O mercado brasileiro de cebola iniciou 2026 com sinais de mudança no abastecimento externo. Dados divulgados pelo Cepea em 14 de abril apontam que, em março, o Brasil importou pouco mais de 23 mil toneladas do produto, registrando crescimento de 22,5% em relação ao mesmo período do ano passado.
Apesar do avanço, o volume ainda é considerado moderado pelos especialistas.

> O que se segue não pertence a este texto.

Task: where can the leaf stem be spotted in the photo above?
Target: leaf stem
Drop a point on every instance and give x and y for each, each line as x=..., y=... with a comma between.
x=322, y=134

No entanto, a tendência é de aumento nas importações nas próximas semanas, impulsionada pela redução gradual da oferta interna. Esse movimento é comum nesta época do ano, quando a produção nacional começa a perder qualidade e volume, abrindo espaço para a entrada de produtos estrangeiros no mercado.
Atualmente, o abastecimento externo está concentrado principalmente na Argentina, responsável por cerca de 73% das importações brasileiras, seguida pelo Chile, com 27% de participação. Porém, esse cenário deve passar por mudanças no curto prazo.
Segundo pesquisadores da área de hortifrúti do Cepea, as fortes chuvas registradas na Argentina vêm causando impactos significativos na produção. Regiões produtoras enfrentam alagamentos que comprometem tanto a qualidade quanto o volume das cebolas prontas para exportação, dificultando o envio ao Brasil.
Diante desse cenário adverso no principal fornecedor, o Chile tende a ganhar ainda mais espaço no mercado brasileiro. A expectativa é de que produtores e exportadores chilenos ampliem sua participação, aproveitando a redução da oferta argentina e consolidando o crescimento que o país já vinha apresentando nos últimos anos.
Para o setor produtivo nacional, o momento exige atenção. A combinação de queda na oferta interna e mudanças no fluxo de importação pode impactar diretamente os preços e a competitividade da cebola no mercado interno, influenciando produtores, distribuidores e consumidores em todo o país.